Critique croisée: Barbara
Genre cinématographique imposant la plus grande diversité, d'aussi loin que je me souvienne le biopic est au contraire enfermé dans une codification redondante. Il s'agit trop souvent de glorifier son rôle principal ou de donner une leçon d'histoire, au détriment de toute tempérance ou sobriété. Il s'agit trop souvent de reconstituer au plus près de la réalité, au détriment de toute inventivité.
Ne cherchant ni la performance ni l'hommage exhaustif, Barbara et Le Redoutable sont d'intéressantes contradictions à cet état des lieux.
Les biographies d'artistes tombent facilement dans le culte surfait. Ces deux portraits évitent cette héroïsation excessive.
L'icône de la nouvelle vague n'est pas blâmée ou esquintée mais incarnée dans toute sa complexité. Louis Garrel est convaincant dans son interprétation, sans chercher le mime. Le film n'est pas fait pour plaire à Godard ou ses fans. Le personnage peut paraître aussi attachant qu'antipathique.
Le scénario de Mathieu Amalric est loin d'être une simple illustration de la vie de la chanteuse. C'est la représentation personnelle de la place d'une vedette dans la vie d'un artiste; mais aussi la place d'une muse dans l'espace de création. Confondre Barbara et Balibar rend à la fois le biopic plus intimiste et plus universel.
Plutôt que d'illustrer la page Wikipédia de Godard et Barbara, ces deux films ciblent la singularité de ces artistes ou de leur parcours pour signer une œuvre personnelle. Les deux films font preuve de choix forts qui sont totalement assumés.
Hazanavicus souhaite avant tout dépeindre la remise en question d'un artiste malgré ses succès et une vie pleine d'amour. C'est en cela qu'une partie de la vie de Godard intéressait le réalisateur de The Artist.

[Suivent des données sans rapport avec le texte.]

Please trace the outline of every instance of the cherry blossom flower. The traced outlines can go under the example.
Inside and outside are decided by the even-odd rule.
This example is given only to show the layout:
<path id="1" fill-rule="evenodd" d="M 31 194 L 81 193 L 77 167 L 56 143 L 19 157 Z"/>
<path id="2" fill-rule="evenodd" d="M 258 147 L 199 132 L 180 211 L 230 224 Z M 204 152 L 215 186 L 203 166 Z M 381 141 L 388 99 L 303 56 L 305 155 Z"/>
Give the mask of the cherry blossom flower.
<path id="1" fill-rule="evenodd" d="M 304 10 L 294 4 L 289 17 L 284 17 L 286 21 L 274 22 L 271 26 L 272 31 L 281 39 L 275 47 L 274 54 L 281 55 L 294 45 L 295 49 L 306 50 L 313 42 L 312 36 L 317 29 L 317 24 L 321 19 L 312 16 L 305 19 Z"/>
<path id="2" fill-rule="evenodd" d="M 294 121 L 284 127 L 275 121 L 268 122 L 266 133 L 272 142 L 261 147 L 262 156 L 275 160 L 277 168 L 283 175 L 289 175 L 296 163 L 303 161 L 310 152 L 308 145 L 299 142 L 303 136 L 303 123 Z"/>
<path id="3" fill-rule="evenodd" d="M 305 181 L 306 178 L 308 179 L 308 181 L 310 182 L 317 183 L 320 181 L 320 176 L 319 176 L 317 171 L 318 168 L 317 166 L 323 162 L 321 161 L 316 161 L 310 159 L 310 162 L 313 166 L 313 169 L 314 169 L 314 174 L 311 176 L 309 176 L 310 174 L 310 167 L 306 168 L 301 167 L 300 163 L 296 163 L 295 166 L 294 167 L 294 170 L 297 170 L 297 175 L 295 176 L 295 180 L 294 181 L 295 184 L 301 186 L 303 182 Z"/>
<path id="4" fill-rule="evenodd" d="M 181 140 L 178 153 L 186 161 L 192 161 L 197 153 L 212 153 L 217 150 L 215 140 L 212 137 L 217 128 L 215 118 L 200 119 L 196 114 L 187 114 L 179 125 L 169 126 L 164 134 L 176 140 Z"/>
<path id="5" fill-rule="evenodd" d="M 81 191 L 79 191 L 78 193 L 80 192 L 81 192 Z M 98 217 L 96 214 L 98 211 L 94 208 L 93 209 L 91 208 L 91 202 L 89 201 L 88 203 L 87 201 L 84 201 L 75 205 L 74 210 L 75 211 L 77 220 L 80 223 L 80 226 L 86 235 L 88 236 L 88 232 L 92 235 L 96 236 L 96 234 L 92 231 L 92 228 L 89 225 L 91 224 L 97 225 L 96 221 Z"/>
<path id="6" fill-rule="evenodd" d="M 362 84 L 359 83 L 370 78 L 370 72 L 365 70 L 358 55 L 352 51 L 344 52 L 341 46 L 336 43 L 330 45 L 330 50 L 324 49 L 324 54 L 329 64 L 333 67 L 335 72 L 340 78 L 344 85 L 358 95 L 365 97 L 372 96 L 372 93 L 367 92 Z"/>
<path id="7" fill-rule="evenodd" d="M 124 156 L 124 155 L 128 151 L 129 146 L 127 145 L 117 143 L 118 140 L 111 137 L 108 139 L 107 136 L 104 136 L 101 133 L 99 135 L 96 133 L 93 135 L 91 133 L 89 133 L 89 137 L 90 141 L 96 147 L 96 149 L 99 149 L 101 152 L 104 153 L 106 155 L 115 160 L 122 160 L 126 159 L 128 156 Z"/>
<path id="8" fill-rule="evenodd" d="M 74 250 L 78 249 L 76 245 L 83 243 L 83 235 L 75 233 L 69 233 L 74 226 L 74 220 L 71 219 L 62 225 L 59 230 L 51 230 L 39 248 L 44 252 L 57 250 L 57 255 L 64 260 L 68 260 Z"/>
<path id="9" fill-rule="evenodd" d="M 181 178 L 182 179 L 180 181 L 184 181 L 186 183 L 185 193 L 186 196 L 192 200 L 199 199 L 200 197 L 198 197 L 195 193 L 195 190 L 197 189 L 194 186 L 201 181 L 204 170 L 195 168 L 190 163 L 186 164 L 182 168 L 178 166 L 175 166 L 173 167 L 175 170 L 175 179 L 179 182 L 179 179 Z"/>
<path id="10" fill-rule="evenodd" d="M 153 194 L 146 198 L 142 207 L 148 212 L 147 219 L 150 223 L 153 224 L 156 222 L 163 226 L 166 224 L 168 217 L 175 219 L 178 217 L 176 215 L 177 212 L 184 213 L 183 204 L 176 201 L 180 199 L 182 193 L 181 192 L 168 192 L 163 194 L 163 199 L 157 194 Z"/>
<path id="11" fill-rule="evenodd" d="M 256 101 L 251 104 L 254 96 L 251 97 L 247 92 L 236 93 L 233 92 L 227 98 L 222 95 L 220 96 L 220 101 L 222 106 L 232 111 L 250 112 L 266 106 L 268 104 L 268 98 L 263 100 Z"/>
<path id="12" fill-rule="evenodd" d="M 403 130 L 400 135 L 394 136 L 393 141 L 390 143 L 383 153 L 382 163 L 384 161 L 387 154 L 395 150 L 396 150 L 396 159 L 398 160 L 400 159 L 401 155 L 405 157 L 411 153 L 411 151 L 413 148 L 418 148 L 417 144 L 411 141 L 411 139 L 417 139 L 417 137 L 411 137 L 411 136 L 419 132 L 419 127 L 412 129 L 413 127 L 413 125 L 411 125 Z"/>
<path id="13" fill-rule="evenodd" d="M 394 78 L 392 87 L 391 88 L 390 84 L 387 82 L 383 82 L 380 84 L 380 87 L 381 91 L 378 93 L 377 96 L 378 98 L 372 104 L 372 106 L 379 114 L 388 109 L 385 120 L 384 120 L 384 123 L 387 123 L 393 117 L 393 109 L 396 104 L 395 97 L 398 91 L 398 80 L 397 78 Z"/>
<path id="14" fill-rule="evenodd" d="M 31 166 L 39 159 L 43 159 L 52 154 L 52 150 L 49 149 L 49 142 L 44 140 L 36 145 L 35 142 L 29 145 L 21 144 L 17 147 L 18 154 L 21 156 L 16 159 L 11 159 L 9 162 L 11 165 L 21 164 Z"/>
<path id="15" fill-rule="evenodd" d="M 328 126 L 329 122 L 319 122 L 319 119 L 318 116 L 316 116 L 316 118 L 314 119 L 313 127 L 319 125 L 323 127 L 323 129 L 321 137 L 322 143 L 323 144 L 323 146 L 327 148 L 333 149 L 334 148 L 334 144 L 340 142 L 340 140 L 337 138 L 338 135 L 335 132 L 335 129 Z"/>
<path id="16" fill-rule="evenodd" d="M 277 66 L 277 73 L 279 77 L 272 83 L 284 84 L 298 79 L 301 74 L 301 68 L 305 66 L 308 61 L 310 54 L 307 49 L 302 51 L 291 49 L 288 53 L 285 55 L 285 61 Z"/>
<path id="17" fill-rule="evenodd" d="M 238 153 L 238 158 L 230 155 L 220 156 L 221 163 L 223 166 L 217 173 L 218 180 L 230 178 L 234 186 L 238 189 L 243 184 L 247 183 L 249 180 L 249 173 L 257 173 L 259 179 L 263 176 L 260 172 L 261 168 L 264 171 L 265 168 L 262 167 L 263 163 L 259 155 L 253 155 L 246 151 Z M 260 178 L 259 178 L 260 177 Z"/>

Mathieu Amalric questionne lui justement la figuration d'une vedette. Barbara montre la recherche et le rapport à la représentation. Le mélange d'archives et de reconstitutions évoquent bien la recherche de la fidélité, tout autant que le personnage de Balibar travaillant le mimétisme jusqu'à une certaine folie.
En somme Amalric et Hazanavicus résument peut-être là la différence entre proposer et supposer.
Ils apportent tous deux de la singularité et de la recherche artistique à leurs œuvres.
Certes Le Redoutable n'est pas plein d'originalité, mais il a le mérite de refléter son protagoniste. Il ressemble à un film de Godard avec le recul dérisoire nécessaire. Il y a de vraies propositions artistiques qui, en plus d'être raccord au style Godard, donne du cachet au film. L'utilisation du négatif ou le sous-titrage des pensées des personnages ne sont pas des trouvailles extraordinaire mais de belles et justes propositions. Hazanavicus ose aussi désacraliser le mythe Godard en n'épargnant pas son insupportable arrogance. C'est un parti pris relativement personnel dans la mesure où il le traite par le biais de l'humour cynique (assez délicieux) qui lui est familier.
Quant à Mathieu Amalric, il a trouvé le parfait prétexte avec ce faux making-of qui lui permet de jouer avec le vrai-du-faux mais surtout donner son style singulier au film. L'image de Balibar-Brigitte déambulant dans l'ombre des archives de Barbara est belle esthétiquement et symboliquement. Ces images et scènes stylisées n'existent que par l'angle prit par Amalric.
Quand ils sont des films d'auteurs (Barbara, Walk the line...) ou personnel (Le Redoutable, Gainsbourg- vie héroïque...), intime (Barbara, Last Days...) ou culotté (Le Redoutable, Ed Wood...), les biopics peuvent susciter la curiosité, l'intérêt, l'admiration.
Pourtant assez détaché de Barbara et facilement agacé par Godard j'ai apprécié les portraits proposés par Mathieu Amalric et Michel Hazanavicus. De vrais virgules dans se flot de biopics insipides,monocordes et sans intérêt.